Nokia says enterprise doesn't care for 3G. That could become a self-fufilling prophecy...
Written by Leader , Contributor
After years of disappointment, just when the flame of optimism was flickering, it's been blown out and darkness reigns. As they stare at more years of despair and disappointment, 3G operators must know what it's like to be a Democrat.

The blow came from a supposed friend -- Nokia. It revealed this week that the enterprises it talks to just aren't interested in 3G. Instead, they find GPRS works fine on the road, and prefer Wi-Fi in the office and at hot spots.

This comes at a time when the 3G market finally looked to be in better shape, with four different laptop data cards now on sale in the UK. If Nokia is right -- and this is a firm whose whole future depends on it -- then the 3G market could be facing a sticky fate.

In fact, 3G is looking like this decade's version to ISDN -- which for the benefit of younger readers was a 128Kbps data service launched in the 1980s. Astonishingly fast for its time, ISDN failed to become a mass-market proposition because its appeal just wasn't compelling enough. It cost too much, it was atrociously marketed, hard to make work and beset by industry -- read BT -- politics.

People who just wanted to make voice calls were happy with their existing, cheaper service, consumers wanting to do personal data couldn't afford it, and companies wanting to do data were doing it point-to-point where fixed lines were a better option. Not for nothing did cynics call the service 'It Still Does Nothing'. And just as data use started to take off and the Internet got going - and the telcos renamed it 'I Smell Dollars Now' -- 56k modems and broadband swept in and stole the market. ISDN, RIP.

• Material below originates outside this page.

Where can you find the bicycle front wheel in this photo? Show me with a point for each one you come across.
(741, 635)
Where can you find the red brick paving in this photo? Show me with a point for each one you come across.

And so it goes with 3G today. There are alternatives that are nearly as good, yet cheaper. Where it does have a chance to shine, 3G data cards are currently much too expensive -- which stops the mass market from driving the costs down and prevents Nokia from investing too much in developing handsets to fuel further interest.

So is this vicious circle breakable? Only if the 3G industry can learn from ISDN's mistakes. It must be solidly marketed at each level of the industry, from handsets to networks to applications. Ah yes, applications. Do you know a killer app for 3G? Neither do we. Email, web browsing and remote access work kind of OK over GPRS, and enterprise doesn't give a fig for video. Think hard.

If this isn't sorted out soon then just as broadband finally put the kibosh on ISDN, WiMax will effortlessly absorb the market. 3G cannot afford to wait.